Microfluidic device commercialization should benefit from consortium standards drive

May 24, 2011
Cambridge, England--The MF3 Microfluidics Consortium is drving standardization activities that will promote the commercial uptake of microfluidic devices.

Cambridge, England--Just as mobile electronics was enabled by standardized interconnects like USB and Bluetooth, general adoption of microfluidics will only be possible with an agreement on standardized interconnects between chips and systems according to the MF3 Microfluidics Consortium. Because the consortium feels that industrial and consumer use of microfluidic solutions in components and instruments is hampered by the lack of standardized interconnects, the consortium is driving standardization activities that will promote the commercial uptake of microfluidic devices. And because microfluidics is even more diverse than electronics, different applications will need different classes of interconnect.

The MF-3 Microfluidic Consortium (a group of companies including SonyDADC, Philips, ST-Microelectronics, Biocartis, Dolomite and Micronit) has divided the needed interconnect schemes into three groups:

1) Higher temperature/pressure interconnects for research, analytical and process instruments based on reusable chips.
2) Chip holders including microfluidic and electrical and/or optical interconnects for analytical and process instruments based on reusable chips.
3) Interconnects for disposable chips for health care and diagnostics.

At the consortium’s recent meeting in Milan a draft proposal for higher temperature/ pressure interconnects was accepted and is planned to be published shortly. Multinational and SME Members of the MF3 consortium have put forward suggestions for addressing a variety of applications for microfluidic interconnects. The MF3 consortium is now calling for further expressions of user requirements for microfluidic interconnects. These proposals will be discussed in workshops organized by the Consortium later in this year.

The MF3 Microfluidics Consortium brings together stakeholders from all parts of the value chain with a shared interest in growing the market for microfluidics enabled solutions to 'Grand Challenges' in healthcare, environment and beyond.
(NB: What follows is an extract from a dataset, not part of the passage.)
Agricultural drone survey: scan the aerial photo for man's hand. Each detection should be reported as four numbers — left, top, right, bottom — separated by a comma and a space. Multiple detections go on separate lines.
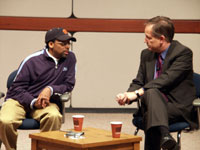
34, 87, 51, 109
116, 92, 137, 105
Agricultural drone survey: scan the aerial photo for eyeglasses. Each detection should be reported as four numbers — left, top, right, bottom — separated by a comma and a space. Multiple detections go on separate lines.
55, 41, 71, 46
One of its activities is to promote standards, platform solutions and interoperability. This collaborative approach will ultimately drive down costs to end users and drive up volumes. It helps its members to engage with key stakeholders such as regulators, patent offices, and procurement agencies as well as stimulating commercial opportunities. The consortium was launched in June 2008 and is open for further members world-wide.